1. If you didn’t take notes during the meeting, go back to your office and write down everything including the good, the bad and the ugly. This will help you to sort out the details instead of trying to do it all in your head which is likely reeling from the chewing.

2. Categorize the talking points into the things you can fix, the things that you cannot fix and the things someone else can help you fix. This will help you to focus on the things you can change without the noise of the unfixable cluttering your mind. Put these on three different pieces of paper.

3. Take a deep breath and step away for a bit. As long as the pain is still fresh, you won’t be able to think very clearly and will likely make a few knee-jerk decisions ….. these will not serve you well.

4. After clearing your head, start formulating your get well plan. Plan out your actions taken from the meeting as well as what you can do to fix the things you could have prevented. This is your own personal lessons learned exercise.

5. Work with the person/people who can help you fix the things you cannot fix yourself. This may be a functional supervisor of a team member that missed key deliverables. This can also be your boss, or stakeholder … asking for help is not a further sign of failure.

6. Communication

7. Communication

8. Communication … keeping your stakeholders uo to date on progress,  risks, issues, and successes will only help to rebuild the trust that was damaged. Don’t wait for the status report, sometimes,  that is too late.
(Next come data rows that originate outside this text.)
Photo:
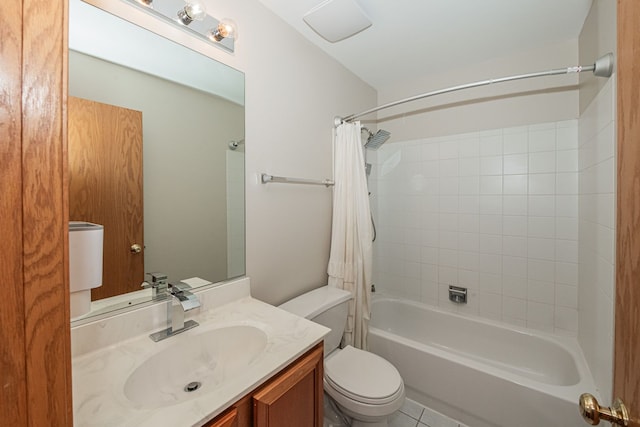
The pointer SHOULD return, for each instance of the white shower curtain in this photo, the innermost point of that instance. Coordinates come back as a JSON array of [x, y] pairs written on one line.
[[350, 261]]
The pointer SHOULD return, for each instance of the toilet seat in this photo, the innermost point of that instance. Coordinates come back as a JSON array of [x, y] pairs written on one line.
[[363, 377]]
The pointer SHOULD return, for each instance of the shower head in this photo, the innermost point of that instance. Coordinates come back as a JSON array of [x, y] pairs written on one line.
[[375, 140], [234, 144]]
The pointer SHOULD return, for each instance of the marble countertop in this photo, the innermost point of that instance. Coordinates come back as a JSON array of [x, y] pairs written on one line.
[[99, 376]]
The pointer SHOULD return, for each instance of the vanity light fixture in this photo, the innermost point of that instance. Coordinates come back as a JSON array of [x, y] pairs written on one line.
[[192, 12], [225, 29], [191, 16]]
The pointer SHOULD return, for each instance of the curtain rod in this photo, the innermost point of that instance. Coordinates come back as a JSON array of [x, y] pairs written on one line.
[[603, 67]]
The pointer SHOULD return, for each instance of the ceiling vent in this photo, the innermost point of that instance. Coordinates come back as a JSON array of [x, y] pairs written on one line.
[[336, 20]]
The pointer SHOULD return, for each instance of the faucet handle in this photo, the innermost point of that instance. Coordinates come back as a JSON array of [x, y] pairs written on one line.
[[157, 277], [181, 292], [158, 283], [180, 286]]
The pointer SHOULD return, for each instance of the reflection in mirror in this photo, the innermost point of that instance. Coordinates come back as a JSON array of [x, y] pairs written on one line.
[[151, 127]]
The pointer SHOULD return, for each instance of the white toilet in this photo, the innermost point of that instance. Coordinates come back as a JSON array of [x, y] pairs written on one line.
[[365, 387]]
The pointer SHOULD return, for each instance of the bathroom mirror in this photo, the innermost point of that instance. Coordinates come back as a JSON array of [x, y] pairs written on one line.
[[156, 153]]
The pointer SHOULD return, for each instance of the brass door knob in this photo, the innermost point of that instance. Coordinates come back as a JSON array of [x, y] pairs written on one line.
[[592, 412]]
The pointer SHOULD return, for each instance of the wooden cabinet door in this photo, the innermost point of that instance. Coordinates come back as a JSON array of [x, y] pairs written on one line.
[[294, 397], [105, 187]]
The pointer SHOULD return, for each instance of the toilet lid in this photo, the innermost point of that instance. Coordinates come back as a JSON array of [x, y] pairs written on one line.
[[363, 376]]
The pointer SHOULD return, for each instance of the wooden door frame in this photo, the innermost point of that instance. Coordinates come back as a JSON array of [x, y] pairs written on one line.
[[627, 306], [35, 362]]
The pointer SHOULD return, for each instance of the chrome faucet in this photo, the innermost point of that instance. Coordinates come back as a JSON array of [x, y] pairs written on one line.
[[180, 301], [159, 285]]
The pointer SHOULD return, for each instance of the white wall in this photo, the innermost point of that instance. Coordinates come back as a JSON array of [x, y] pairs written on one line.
[[597, 163], [493, 211], [519, 103], [293, 91]]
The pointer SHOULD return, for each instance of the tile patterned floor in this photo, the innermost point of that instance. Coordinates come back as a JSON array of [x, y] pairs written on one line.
[[412, 414]]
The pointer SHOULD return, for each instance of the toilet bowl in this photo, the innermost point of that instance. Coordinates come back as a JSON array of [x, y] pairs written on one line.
[[364, 386]]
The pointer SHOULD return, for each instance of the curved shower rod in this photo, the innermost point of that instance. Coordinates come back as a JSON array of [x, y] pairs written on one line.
[[603, 67]]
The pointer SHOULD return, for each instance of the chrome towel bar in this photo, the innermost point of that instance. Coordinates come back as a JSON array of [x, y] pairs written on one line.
[[266, 178]]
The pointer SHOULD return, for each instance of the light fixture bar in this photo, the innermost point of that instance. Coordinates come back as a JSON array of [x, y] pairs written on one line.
[[172, 11]]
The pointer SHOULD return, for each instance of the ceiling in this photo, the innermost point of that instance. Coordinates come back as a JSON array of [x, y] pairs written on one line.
[[412, 38]]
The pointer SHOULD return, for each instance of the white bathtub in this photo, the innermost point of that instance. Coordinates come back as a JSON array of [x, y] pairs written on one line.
[[480, 372]]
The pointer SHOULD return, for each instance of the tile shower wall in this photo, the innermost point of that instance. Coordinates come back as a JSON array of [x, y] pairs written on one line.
[[597, 218], [495, 212]]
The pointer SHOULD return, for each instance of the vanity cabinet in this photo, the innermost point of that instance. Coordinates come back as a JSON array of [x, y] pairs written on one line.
[[292, 398], [227, 419]]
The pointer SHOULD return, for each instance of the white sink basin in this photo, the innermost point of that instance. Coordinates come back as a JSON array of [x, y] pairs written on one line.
[[194, 365]]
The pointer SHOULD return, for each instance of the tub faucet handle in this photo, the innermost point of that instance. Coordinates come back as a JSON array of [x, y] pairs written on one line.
[[592, 412]]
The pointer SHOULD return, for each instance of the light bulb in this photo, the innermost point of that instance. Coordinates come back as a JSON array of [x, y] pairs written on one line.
[[226, 29], [192, 12]]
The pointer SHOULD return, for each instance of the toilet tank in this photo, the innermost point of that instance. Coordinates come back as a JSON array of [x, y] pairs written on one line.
[[326, 306]]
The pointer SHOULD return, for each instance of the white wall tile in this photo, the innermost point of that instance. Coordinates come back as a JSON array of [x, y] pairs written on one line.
[[542, 183], [491, 184], [516, 143], [514, 205], [497, 212], [515, 184], [515, 246], [491, 145], [491, 165], [469, 147], [514, 225], [542, 162], [516, 164], [542, 205], [469, 166]]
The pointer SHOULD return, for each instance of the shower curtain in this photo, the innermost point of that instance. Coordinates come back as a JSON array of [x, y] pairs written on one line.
[[350, 260]]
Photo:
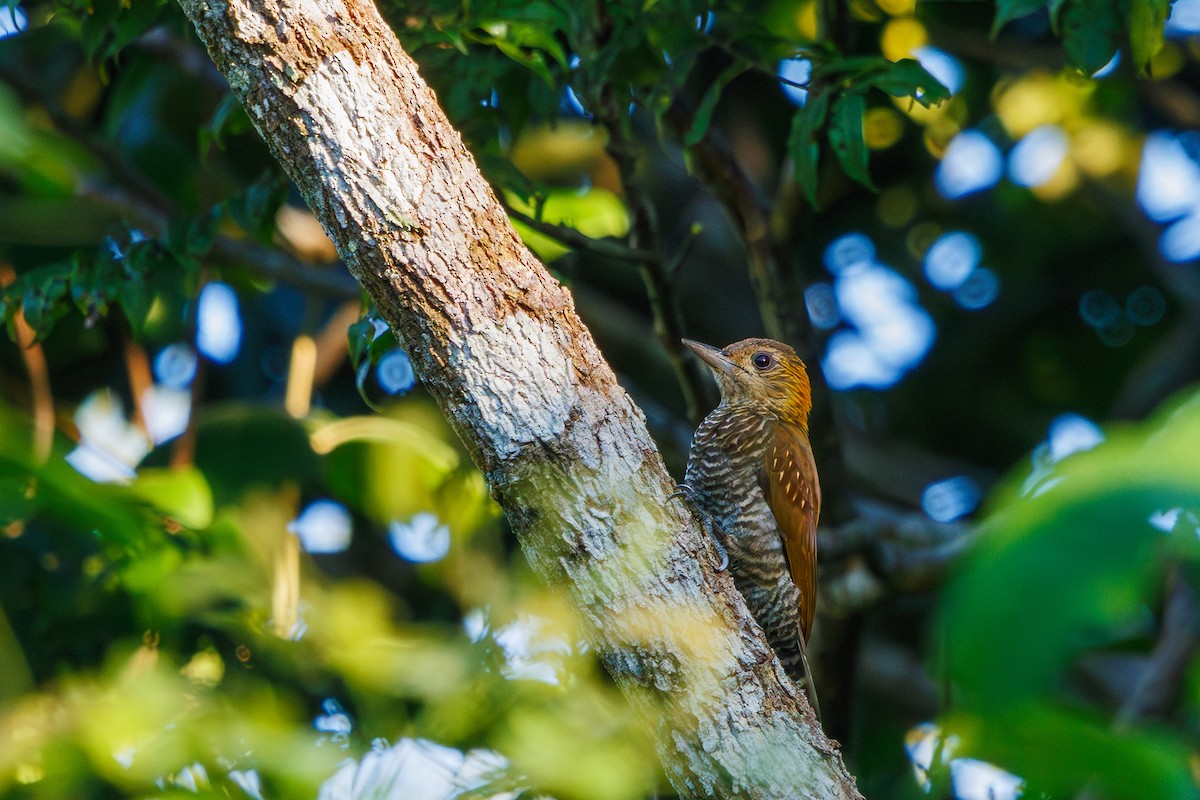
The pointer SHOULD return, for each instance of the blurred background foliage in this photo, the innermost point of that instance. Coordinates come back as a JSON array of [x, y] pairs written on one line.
[[241, 554]]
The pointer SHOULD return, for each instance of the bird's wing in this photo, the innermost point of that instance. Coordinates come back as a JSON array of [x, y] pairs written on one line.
[[795, 498]]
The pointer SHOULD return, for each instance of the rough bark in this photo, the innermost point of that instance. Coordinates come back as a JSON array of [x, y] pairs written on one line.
[[498, 343]]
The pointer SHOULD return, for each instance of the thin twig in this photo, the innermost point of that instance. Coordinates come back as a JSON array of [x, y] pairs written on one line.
[[719, 170], [1159, 684], [645, 235]]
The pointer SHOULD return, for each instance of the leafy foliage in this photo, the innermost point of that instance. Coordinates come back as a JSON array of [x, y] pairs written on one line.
[[178, 623]]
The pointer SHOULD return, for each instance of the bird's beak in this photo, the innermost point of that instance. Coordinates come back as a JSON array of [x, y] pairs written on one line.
[[712, 356]]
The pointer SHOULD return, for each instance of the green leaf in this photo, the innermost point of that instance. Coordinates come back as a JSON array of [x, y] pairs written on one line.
[[96, 26], [229, 118], [1011, 10], [907, 78], [803, 143], [1107, 494], [847, 139], [43, 293], [360, 336], [703, 116], [181, 493], [1147, 19], [1092, 31], [241, 447], [255, 210]]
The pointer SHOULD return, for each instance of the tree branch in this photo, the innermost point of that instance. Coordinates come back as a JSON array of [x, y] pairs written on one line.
[[497, 341]]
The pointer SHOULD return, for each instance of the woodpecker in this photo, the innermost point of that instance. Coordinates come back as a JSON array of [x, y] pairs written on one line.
[[750, 473]]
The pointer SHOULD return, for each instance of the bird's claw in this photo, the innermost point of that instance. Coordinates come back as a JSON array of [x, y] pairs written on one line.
[[724, 555], [682, 491]]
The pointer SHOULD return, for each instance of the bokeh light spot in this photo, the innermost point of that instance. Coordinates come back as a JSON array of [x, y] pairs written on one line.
[[395, 372], [849, 251], [334, 720], [851, 362], [951, 259], [175, 365], [1185, 18], [975, 780], [1110, 67], [1169, 179], [942, 66], [972, 163], [1181, 240], [882, 127], [1071, 433], [795, 74], [901, 37], [978, 290], [423, 539], [323, 527], [12, 20], [951, 499], [822, 305], [1037, 156]]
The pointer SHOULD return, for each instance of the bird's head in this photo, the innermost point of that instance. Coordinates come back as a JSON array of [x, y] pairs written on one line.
[[761, 373]]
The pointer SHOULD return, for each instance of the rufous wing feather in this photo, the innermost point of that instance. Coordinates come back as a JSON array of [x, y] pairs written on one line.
[[795, 497]]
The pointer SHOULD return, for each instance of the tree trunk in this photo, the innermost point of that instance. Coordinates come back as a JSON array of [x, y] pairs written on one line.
[[498, 343]]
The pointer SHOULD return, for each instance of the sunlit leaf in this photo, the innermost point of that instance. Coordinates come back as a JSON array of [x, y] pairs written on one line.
[[909, 78], [181, 493], [846, 137], [1092, 31], [1011, 10], [803, 143]]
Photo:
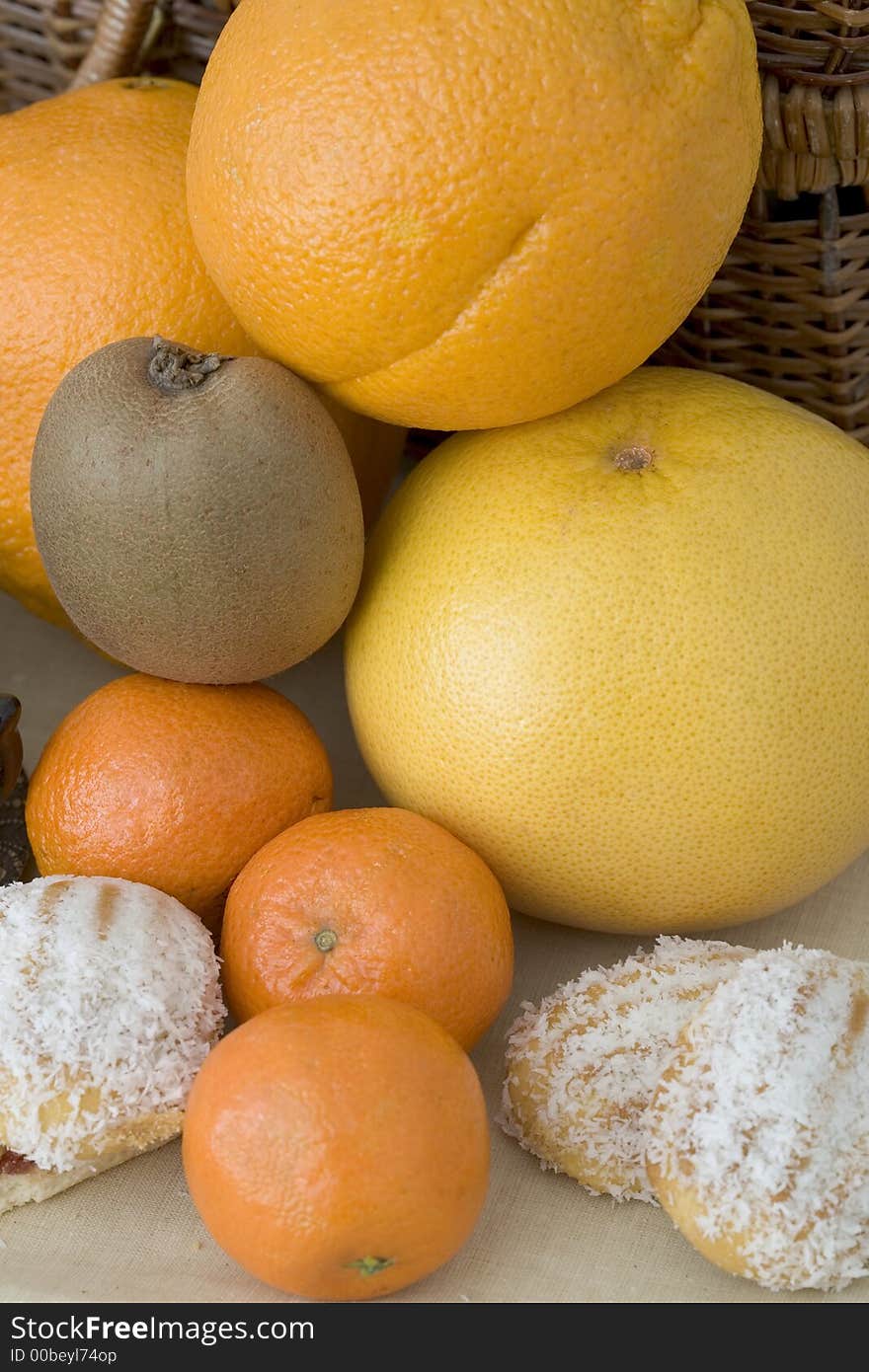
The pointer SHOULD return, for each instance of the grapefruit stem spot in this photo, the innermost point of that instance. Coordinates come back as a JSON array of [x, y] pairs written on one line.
[[634, 458]]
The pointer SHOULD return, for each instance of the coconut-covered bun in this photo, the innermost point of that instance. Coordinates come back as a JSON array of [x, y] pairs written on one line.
[[583, 1069], [109, 1005], [759, 1129]]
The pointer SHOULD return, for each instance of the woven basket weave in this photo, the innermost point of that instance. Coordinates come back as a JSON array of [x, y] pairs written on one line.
[[790, 308]]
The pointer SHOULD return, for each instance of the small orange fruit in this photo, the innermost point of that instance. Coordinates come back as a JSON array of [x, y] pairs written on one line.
[[338, 1149], [173, 785], [369, 900]]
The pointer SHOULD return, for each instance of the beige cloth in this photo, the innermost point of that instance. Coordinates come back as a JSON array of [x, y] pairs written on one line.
[[133, 1235]]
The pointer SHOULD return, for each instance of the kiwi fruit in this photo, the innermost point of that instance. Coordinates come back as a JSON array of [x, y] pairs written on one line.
[[197, 514]]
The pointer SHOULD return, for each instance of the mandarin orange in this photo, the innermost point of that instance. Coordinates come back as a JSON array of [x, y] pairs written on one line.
[[369, 900], [173, 785]]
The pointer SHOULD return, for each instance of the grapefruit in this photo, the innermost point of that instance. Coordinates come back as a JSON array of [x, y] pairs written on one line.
[[623, 653]]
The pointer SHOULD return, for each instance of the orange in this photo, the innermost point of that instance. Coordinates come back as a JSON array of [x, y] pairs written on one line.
[[369, 900], [173, 785], [338, 1149], [622, 653], [467, 214], [95, 246]]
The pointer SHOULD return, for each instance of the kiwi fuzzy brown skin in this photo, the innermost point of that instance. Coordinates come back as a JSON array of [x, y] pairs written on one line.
[[198, 516]]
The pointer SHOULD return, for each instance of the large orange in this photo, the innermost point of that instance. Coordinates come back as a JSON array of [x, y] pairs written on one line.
[[173, 785], [465, 214], [95, 246], [369, 900], [338, 1149]]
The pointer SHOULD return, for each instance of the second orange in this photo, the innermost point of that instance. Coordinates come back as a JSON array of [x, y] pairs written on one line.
[[369, 900]]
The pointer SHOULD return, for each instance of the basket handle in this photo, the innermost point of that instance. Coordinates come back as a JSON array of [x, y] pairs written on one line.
[[117, 41]]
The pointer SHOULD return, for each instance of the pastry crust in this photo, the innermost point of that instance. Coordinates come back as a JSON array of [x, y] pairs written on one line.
[[583, 1069], [759, 1128], [153, 1132], [109, 1005]]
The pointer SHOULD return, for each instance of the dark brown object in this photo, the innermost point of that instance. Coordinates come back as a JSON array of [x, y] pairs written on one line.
[[218, 503], [790, 308], [14, 847], [10, 744]]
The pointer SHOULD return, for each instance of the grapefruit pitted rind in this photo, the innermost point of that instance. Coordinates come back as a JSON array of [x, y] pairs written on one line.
[[639, 695], [460, 215]]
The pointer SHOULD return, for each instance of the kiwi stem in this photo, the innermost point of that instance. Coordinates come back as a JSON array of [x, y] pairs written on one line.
[[175, 369]]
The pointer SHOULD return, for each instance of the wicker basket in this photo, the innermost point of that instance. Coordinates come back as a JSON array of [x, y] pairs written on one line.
[[788, 310]]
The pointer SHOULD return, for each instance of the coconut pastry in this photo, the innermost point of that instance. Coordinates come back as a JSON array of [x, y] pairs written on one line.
[[109, 1005], [759, 1129], [583, 1069]]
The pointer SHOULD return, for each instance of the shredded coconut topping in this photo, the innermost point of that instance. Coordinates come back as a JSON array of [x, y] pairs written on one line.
[[763, 1115], [109, 1005], [583, 1069]]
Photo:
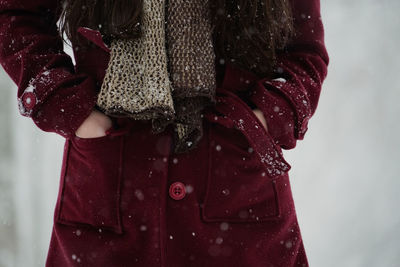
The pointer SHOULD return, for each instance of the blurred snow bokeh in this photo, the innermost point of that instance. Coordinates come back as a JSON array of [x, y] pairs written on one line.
[[344, 173]]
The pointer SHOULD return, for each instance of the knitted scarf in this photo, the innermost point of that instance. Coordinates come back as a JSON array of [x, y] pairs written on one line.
[[168, 74]]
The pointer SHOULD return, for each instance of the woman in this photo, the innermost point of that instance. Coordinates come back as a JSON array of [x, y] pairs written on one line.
[[127, 198]]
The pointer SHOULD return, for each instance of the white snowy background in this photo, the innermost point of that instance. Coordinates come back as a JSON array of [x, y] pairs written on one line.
[[345, 173]]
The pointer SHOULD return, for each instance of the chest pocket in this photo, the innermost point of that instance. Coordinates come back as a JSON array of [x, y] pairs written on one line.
[[241, 183], [90, 185]]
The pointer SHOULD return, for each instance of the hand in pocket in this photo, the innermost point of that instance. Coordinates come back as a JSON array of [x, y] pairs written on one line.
[[95, 125]]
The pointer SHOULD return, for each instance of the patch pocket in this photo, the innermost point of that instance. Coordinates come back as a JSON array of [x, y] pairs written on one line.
[[241, 184], [238, 186], [90, 185]]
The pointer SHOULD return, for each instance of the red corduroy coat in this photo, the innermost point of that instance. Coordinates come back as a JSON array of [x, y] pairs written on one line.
[[125, 198]]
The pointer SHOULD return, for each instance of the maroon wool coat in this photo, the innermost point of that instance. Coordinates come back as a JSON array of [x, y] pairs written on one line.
[[125, 198]]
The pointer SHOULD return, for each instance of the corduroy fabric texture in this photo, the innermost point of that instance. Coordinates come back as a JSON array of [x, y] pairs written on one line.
[[167, 75]]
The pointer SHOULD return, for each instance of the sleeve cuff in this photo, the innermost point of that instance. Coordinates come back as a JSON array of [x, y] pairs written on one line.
[[278, 114]]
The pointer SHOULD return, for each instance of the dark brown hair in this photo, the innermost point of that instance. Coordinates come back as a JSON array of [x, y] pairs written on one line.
[[247, 33]]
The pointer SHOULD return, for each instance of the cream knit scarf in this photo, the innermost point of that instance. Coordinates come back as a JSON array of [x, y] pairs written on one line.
[[168, 75]]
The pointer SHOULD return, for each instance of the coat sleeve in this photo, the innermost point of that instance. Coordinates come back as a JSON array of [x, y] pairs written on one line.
[[290, 98], [31, 52]]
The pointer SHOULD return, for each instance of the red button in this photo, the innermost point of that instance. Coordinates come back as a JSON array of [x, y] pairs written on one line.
[[177, 190], [29, 100]]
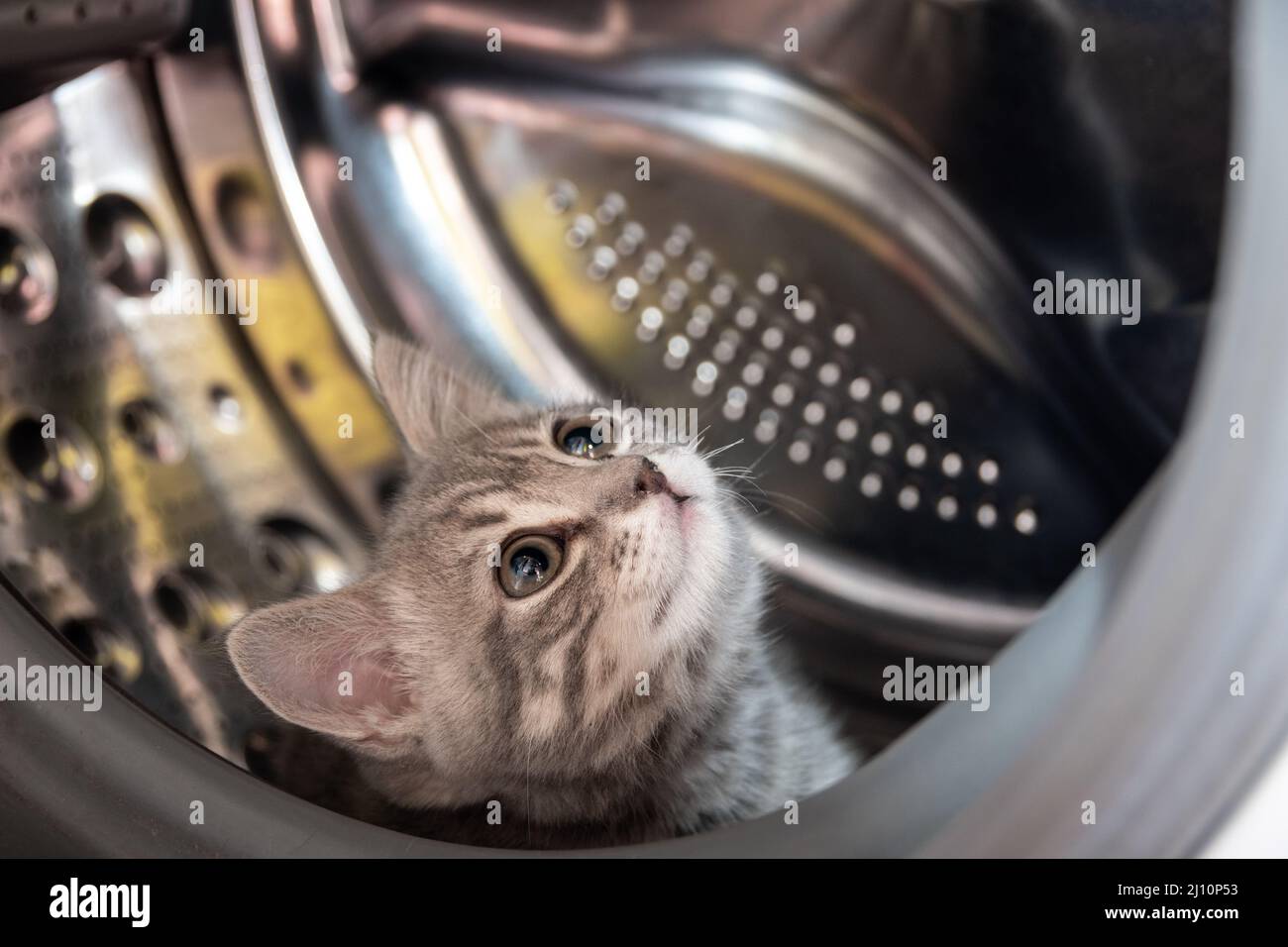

9. Throw away the items you wrote down that were completely out of your control or sphere of influence. You cannot do anything about them so stop looking at them.

10. Pick yourself up, dust yourself off and go fix it.

Every project manager will experience bad failures at some point in their career.  Sometimes it happens more than once. You are no different, but if you learn from the mistakes …. truly learn from them, then you can avoid making a habit of it.

Good luck, and power on!

What have you done to fix an imploding project?